La niña, atraída, desciende por la roca hasta llegar al lado de la jicotea, tanto que pudiera acariciarla con su mano. Un fotógrafo busca primerísimos planos del pequeño reptil. Pero, a mí lo que me interesa es el conjunto, esa relación estrecha y apacible entre seres vivos diferentes. Trato de que en mi foto quepan todos. Y recuerdo cómo siempre dudé que en la cañada de Ceballos vivieran jicoteas, mientras los grupos de muchachos caminábamos por la orilla. Nunca se dejaban ver.
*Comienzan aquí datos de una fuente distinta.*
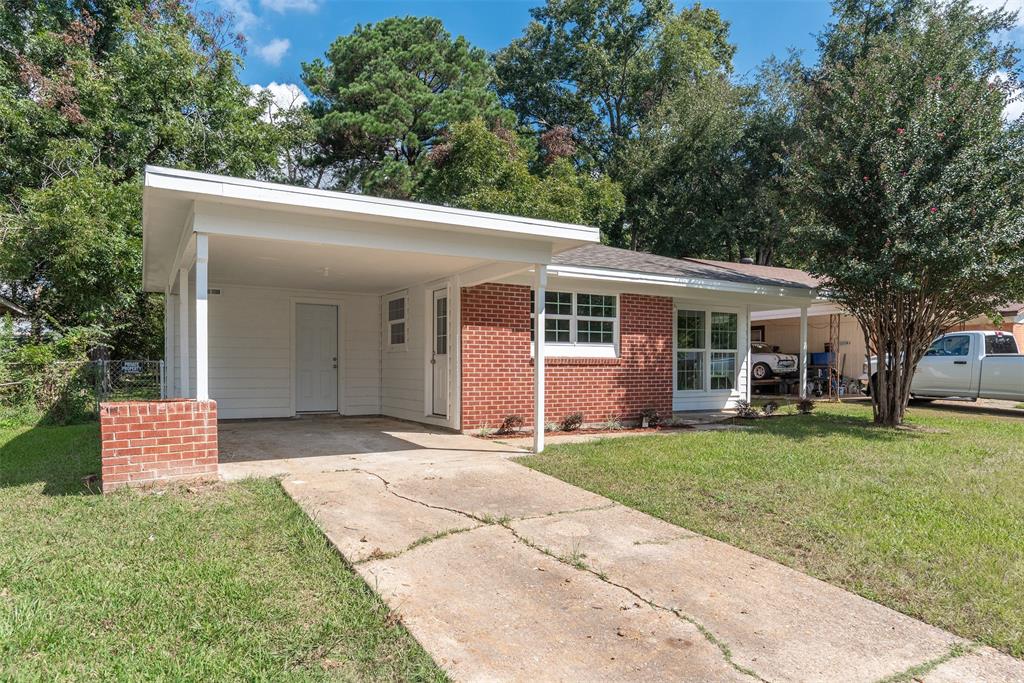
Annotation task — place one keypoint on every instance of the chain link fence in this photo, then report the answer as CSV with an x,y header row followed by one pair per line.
x,y
68,391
Si oíamos “cachaplún” y las buscábamos con la vista, sólo quedaban las ondas circulares sobre la superficie, lo que a algunos nos parecían señales de su presencia oculta, aunque siempre cabía la posibilidad de que ya alguien hubiera lanzado una piedra. Tenían pánico a los seres humanos, quizás sobre todo a los niños, y con razón.
Acercamientos y armonías similares (ver la foto) quizás se repitan en muchas partes del mundo, signos de convivencia y respeto a la vida. De hecho, recuerdo la emoción que sentí en Praga al ver detenerse el tráfico, incluido el tranvía en que yo viajaba, para darle paso a un cisne blanco que carecía de apuro. La confianza de un animal salvaje nunca miente; como la veo, es un precioso indicador del nivel cultural entre las personas y con el ambiente. Doblemente emocionante, por eso, resultó para mí realizar el descubrimiento descrito, cerca de Times Square, entre los rascacielos, la velocidad, los teatros y el palpitar ansioso de la gran ciudad. Construir esa menuda relación de confianza, atracción y respeto, entre una jicotea y una niña que se inclina delante de ella, me parece un desafío urbanístico mucho más admirable que intentar alcanzar las nubes.